His son Grant suffered from ITP (Idiopathic thrombocytopenic purpura), a bruising disorder that often corrects itself untreated.
“God gave me a promise, and I knew somehow, someway, God was going to pull him out,” Gaines said. Today Grant is 35 years old, Gaines said, and a pastor in Jackson, Tenn. “If you have a need, God has a promise. I love the promises of God.”
God’s promises, protection, power and provision are all supernatural, Gaines said.
“What was it in the early church that allowed them to reach their whole world in 30 years, from Acts 1 to Acts 28?” Gaines asked. “Three decades, and they had taken the Gospel all the way from Jerusalem to Rome. How did they do that? Are you ready for this?
“The supernatural power of God. They believed in a supernatural God, which to me is redundant,” Gaines said. “If he’s God, He’s supernatural. If he’s not supernatural, he’s not God.”
New and Old Testament Scripture from various translations augmented his sermon as he referenced several psalms and miracle accounts showcasing God’s promises, protection, power and provision.

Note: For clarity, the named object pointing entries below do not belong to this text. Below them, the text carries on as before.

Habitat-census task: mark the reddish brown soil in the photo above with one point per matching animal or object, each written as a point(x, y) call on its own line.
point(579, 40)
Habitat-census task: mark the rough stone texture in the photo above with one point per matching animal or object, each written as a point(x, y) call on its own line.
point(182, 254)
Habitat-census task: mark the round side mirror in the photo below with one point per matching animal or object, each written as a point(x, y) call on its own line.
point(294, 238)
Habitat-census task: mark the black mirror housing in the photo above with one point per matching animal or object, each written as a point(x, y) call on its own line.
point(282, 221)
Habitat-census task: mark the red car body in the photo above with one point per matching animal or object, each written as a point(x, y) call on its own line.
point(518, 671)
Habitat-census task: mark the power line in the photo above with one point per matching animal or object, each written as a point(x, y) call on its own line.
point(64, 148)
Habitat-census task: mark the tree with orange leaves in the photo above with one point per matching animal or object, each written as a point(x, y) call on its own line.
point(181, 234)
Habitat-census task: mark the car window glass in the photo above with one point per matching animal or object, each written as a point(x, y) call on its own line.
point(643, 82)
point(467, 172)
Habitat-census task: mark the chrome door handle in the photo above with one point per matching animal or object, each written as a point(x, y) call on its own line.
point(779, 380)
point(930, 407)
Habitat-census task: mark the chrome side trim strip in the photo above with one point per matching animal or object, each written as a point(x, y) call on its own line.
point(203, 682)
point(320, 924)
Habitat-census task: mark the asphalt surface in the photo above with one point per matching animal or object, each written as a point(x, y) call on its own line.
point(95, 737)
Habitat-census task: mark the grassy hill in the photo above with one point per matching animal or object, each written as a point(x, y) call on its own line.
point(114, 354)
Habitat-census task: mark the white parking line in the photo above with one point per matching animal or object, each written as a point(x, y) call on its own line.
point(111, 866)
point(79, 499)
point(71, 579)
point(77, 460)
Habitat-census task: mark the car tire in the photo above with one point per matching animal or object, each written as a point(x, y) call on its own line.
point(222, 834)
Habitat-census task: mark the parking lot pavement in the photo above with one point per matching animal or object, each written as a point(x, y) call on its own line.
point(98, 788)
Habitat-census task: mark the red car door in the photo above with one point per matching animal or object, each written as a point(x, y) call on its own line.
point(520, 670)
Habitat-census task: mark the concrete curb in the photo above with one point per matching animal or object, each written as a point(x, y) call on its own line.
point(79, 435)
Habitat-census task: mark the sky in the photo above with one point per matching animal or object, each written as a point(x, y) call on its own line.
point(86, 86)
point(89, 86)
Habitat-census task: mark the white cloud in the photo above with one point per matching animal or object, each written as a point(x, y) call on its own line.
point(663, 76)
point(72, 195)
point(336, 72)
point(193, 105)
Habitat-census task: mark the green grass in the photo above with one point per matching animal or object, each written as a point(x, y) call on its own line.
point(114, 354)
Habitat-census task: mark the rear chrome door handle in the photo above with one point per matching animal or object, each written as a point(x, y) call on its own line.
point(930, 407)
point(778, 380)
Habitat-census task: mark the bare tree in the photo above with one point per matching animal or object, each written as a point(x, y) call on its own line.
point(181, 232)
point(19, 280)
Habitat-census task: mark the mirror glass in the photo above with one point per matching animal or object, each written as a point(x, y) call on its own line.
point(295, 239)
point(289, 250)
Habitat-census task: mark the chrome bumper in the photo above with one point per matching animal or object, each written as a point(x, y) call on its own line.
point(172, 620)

He referenced Psalm 23: “The Lord is <i>my</i> shepherd, I shall not want. Are you living in turmoil and strife? He maketh me to lie down in green pastures. He leadeth me beside the still waters.”
“Are you lost?” he asked. “Romans 10:13. Everyone who calls upon the name of the Lord shall be saved.”
“Are you afraid?” he asked. “Isaiah 41:10. Don’t fear, I’m with you…. I am your God. I will strengthen you. Surely I will help you. Surely I will hold you with my righteous right hand.”
Gaines referenced Psalm 91: “The one who lives under the protection of the Most High dwells in the shadow of the Almighty…. He Himself will deliver you from the hunter’s death, from the destructive plague.”
“God is still alive,” Gaines said, “and as long as you are in the will of God, and as long as God still has something for you in this life, you are as safe as you can be.”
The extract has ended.